Mary Lou will have approximately $23,514.12 in her savings account when she is ready to enroll in college.

To calculate the amount of money Mary Lou will have in her savings account when she is ready to enroll in college, we can use the compound interest formula:

A = P(1 + r/n)^(nt)

Where:

A = the final amount

P = the principal amount (initial investment)

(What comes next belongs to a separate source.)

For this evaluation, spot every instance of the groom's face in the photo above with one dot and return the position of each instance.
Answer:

r = annual interest rate (as a decimal)

n = number of times interest is compounded per year

t = number of years

Given:

Principal amount (P) = $17,000

Annual interest rate (r) = 3.5% or 0.035

Compounded semiannually, so the interest is compounded twice per year (n = 2)

Number of years (t) = 9

Plugging in these values into the formula, we have:

A = 17000(1 + 0.035/2)^(2*9)

Calculating the exponent first:

A = 17000(1 + 0.0175)^(18)

Now, calculate the inside of the parentheses:

A = 17000(1.0175)^(18)

Using a calculator or a computer program, we can evaluate the expression inside the parentheses:

A ≈ 17000(1.3850653125)

Finally, multiply the principal amount by the evaluated expression to find the final amount:

A ≈ $23,514.12

Therefore, Mary Lou will have approximately $23,514.12 in her savings account when she is ready to enroll in college.